We can debate what coming “close” to “addressing the real long-term drivers of the nation’s debt” would be, but clearly the Affordable Care Act is all about addressing the health care system, which is in fact the main long-term driver of the nation’s debt. The bill was “intermittently” advertised as deficit reduction because the bill does, in fact, reduce the deficit. It’s also true that the bill doesn’t come close to solving the long-term health care costs challenge. But it certainly addresses it.
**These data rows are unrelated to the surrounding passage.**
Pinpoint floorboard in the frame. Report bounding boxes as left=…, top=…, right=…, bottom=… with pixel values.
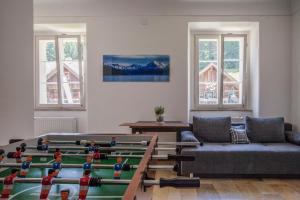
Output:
left=152, top=171, right=300, bottom=200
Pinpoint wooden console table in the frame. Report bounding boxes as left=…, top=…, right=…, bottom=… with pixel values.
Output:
left=120, top=121, right=192, bottom=142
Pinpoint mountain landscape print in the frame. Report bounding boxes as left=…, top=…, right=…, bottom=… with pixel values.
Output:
left=103, top=55, right=170, bottom=82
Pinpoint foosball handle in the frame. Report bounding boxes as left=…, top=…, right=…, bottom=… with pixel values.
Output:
left=100, top=143, right=111, bottom=147
left=159, top=178, right=200, bottom=188
left=168, top=154, right=195, bottom=162
left=37, top=138, right=43, bottom=146
left=6, top=152, right=15, bottom=158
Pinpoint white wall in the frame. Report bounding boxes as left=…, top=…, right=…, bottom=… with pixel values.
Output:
left=291, top=6, right=300, bottom=130
left=0, top=0, right=33, bottom=145
left=35, top=0, right=291, bottom=132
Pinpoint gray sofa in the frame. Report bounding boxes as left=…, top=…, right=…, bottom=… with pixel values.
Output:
left=181, top=118, right=300, bottom=177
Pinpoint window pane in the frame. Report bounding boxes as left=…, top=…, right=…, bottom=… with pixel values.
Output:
left=38, top=40, right=58, bottom=104
left=198, top=39, right=218, bottom=105
left=59, top=38, right=81, bottom=104
left=223, top=37, right=244, bottom=105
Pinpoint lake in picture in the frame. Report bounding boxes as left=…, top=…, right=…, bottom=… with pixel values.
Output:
left=103, top=55, right=170, bottom=82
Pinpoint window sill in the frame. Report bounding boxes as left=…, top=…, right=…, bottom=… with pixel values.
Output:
left=34, top=107, right=86, bottom=111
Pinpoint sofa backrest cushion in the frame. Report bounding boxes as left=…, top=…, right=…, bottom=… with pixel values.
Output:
left=193, top=117, right=231, bottom=143
left=246, top=117, right=285, bottom=143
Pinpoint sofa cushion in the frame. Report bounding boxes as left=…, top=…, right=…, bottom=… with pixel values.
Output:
left=181, top=131, right=199, bottom=142
left=246, top=117, right=285, bottom=143
left=230, top=128, right=250, bottom=144
left=285, top=131, right=300, bottom=145
left=193, top=117, right=231, bottom=142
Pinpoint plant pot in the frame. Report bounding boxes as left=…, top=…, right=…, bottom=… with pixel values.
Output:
left=156, top=115, right=164, bottom=122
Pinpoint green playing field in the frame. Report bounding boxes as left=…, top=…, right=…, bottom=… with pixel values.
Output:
left=0, top=156, right=140, bottom=200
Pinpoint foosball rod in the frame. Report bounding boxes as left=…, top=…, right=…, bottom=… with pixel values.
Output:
left=9, top=153, right=195, bottom=161
left=0, top=163, right=177, bottom=171
left=48, top=140, right=201, bottom=146
left=0, top=178, right=200, bottom=188
left=26, top=146, right=176, bottom=151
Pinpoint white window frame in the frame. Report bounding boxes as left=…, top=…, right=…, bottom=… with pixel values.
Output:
left=34, top=35, right=85, bottom=110
left=194, top=33, right=249, bottom=110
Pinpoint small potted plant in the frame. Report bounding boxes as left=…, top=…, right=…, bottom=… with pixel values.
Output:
left=154, top=106, right=165, bottom=122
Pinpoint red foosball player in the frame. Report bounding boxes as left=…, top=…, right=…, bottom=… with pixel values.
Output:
left=53, top=148, right=62, bottom=159
left=52, top=156, right=62, bottom=177
left=114, top=157, right=123, bottom=179
left=40, top=169, right=55, bottom=200
left=82, top=155, right=93, bottom=173
left=1, top=169, right=19, bottom=199
left=88, top=140, right=97, bottom=154
left=0, top=149, right=5, bottom=163
left=110, top=137, right=117, bottom=147
left=20, top=156, right=32, bottom=178
left=93, top=149, right=101, bottom=163
left=78, top=170, right=91, bottom=200
left=60, top=189, right=70, bottom=200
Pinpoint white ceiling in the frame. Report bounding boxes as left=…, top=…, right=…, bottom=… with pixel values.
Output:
left=34, top=23, right=86, bottom=34
left=34, top=0, right=292, bottom=17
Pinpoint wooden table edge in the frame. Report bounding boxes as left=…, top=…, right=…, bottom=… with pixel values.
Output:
left=122, top=134, right=158, bottom=200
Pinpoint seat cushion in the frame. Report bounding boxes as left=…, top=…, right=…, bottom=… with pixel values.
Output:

If you’re interested in the question of why the 111th Congress’ main effort to address this problem doesn’t come closer to solving it, you need to look at the Republicans and especially their caucus in the Senate. The filibuster rule and the Democrats’ reluctance to push the health care bill through with reconciliation gave them a ton of leverage over the process. It was leverage that they, or any subset of them, could have used at any time to try to secure more robust deficit reduction measures. But they chose, individually and collectively, not to use that leverage in that way. When Olympia Snowe briefly made herself willing to vote for a universal health care bill if Max Baucus would modify it some concrete ways, he leapt at the chance to win her support. They chose, individually and collectively, to simply try their best to stop the bill from passing. Had they succeeded, we’d be in an even worse long-term position than we are now. Had they used their leverage in a more constructive way, we’d be in a much better position. What’s more, their effort at obstructionism ultimately failed to block the bill. This decision has attracted extremely little second-guessing or criticism from conservatives inside or outside of government, presumably because people are happy with the subsequent electoral victory of Republicans in November 2010. Then during the lame duck session, Senate Republicans used their leverage to secure deficit increasing tax increases. Then we moved into the debt ceiling fight where President Obama was plainly desperate to secure some kind of bipartisan agreement on long-term deficit reduction, and House Republicans said “no.”
It keeps on being the case that we don’t have more deficit reduction because Republicans aren’t willing to make the kind of deals that would have led to more deficit reduction. Maybe you think they’re making the right calls. Maybe this strategy is well-designed to set the table for electoral victory in 2012, after which Senate Republicans will enact something akin to the Paul Ryan Medicare repeal plan via reconciliation and make bipartisan compromise unnecessary. But if the subject you’re interested in is the past few years of American politics, compromise has been necessary and the Republican strategy of refusing to make deficit-reduction a priority in negotiations has been the operational barrier to deficit reduction.